No this isn't regarding the forum. 

I've been editing/customizing a lot of programs lately, and was wondering if any of the DV members have any programs they would like skinned?

The tech team has a DV firefox "persona" coming out soon. 
a chrome skin was attempted but for the health of the users computer it would be best to leave this skinning endeavor for personal attempts.

So, anyone want me to skin a program for them?

*programs i'm lookin at skinning right now:*

*GIMP
VLC Media player
uTorrent
RocketDock
Winamp*

----------


## no-Name

How about a Winamp skin?

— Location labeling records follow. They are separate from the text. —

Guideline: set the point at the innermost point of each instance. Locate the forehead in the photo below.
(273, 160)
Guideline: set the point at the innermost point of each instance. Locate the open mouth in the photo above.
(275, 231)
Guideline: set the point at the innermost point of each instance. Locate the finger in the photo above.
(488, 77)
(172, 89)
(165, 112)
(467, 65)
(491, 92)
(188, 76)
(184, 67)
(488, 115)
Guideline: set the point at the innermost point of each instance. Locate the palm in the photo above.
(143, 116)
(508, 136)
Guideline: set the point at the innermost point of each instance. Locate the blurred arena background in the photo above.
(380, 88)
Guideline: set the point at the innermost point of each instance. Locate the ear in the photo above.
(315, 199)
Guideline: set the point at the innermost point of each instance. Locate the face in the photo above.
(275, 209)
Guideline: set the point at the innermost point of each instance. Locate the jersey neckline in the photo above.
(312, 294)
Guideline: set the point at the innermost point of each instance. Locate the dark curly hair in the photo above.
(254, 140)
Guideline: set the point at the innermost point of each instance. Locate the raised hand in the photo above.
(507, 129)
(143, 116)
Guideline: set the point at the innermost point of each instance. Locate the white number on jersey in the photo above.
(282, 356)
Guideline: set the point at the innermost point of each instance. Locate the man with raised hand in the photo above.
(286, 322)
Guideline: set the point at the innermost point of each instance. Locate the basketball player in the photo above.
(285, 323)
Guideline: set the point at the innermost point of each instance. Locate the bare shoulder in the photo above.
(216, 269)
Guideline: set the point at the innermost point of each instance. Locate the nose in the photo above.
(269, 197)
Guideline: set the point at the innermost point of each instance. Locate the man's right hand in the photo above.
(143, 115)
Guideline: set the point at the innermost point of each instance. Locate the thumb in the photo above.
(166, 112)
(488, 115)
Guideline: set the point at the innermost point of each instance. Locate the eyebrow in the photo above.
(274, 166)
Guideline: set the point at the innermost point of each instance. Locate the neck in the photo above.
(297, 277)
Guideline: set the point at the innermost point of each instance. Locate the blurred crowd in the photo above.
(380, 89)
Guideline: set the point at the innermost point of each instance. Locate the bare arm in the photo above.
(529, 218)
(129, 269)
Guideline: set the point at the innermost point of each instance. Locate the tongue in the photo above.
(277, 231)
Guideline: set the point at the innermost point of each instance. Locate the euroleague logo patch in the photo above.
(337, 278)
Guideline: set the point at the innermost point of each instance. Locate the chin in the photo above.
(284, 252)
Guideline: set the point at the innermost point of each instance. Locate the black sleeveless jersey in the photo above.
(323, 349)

I'd use that.

----------


## MementoMori

added to the list

----------


## Jesus of Suburbia

What do you mean by skinning programs?? Making skins _of_ the programs or making skins _for_ the programs??

----------


## Supernova

I'd use the GIMP skin, if you go ahead with that one.

----------


## MementoMori

for, also, off-topic

JoS, the DV Avi/Sig Shop will be up and running in a little bit. We're still working on the clean up list

back on topic, no-Name, i made a temp basic skin for Winamp
download it here
i'm supposing you know how to implement it... 

Edit: The gimp skin will be posted soon, within a day or two, i'm working on it now.

----------


## Jesus of Suburbia

> for, also, off-topic
> 
> JoS, the DV Avi/Sig Shop will be up and running in a little bit. We're still working on the clean up list
> 
> back on topic, no-Name, i made a temp basic skin for Winamp
> download it here
> i'm supposing you know how to implement it...



Okay, thank you. But can you answer This question??





> What do you mean by skinning programs?? Making skins _of_ the programs or making skins _for_ the programs??

----------


## MementoMori

one second... i'll post a screen shot

Edit:


that's a preview of the DV firefox persona

----------


## Jesus of Suburbia

> one second... i'll post a screen shot



Okay, thanks,

----------


## MementoMori

check the edited post

----------


## Jesus of Suburbia

> check the edited post



Thank you. So if I were to request a GIMP one, you would make a DV skin that I would put on GIMP, right??
Also, I love the persona ^.^

----------


## MementoMori

exactly, though i am currently making a GIMP DV skin so no need to request one

----------


## Jesus of Suburbia

> exactly, though i am currently making a GIMP DV skin so no need to request one



I know. I didn't want one, it was just an example. I'll try to find a program of mine with skins....

----------


## MementoMori

k, although it doesn't necessarily have to have a function for skins, i can skin most anything... well i said almost lol

----------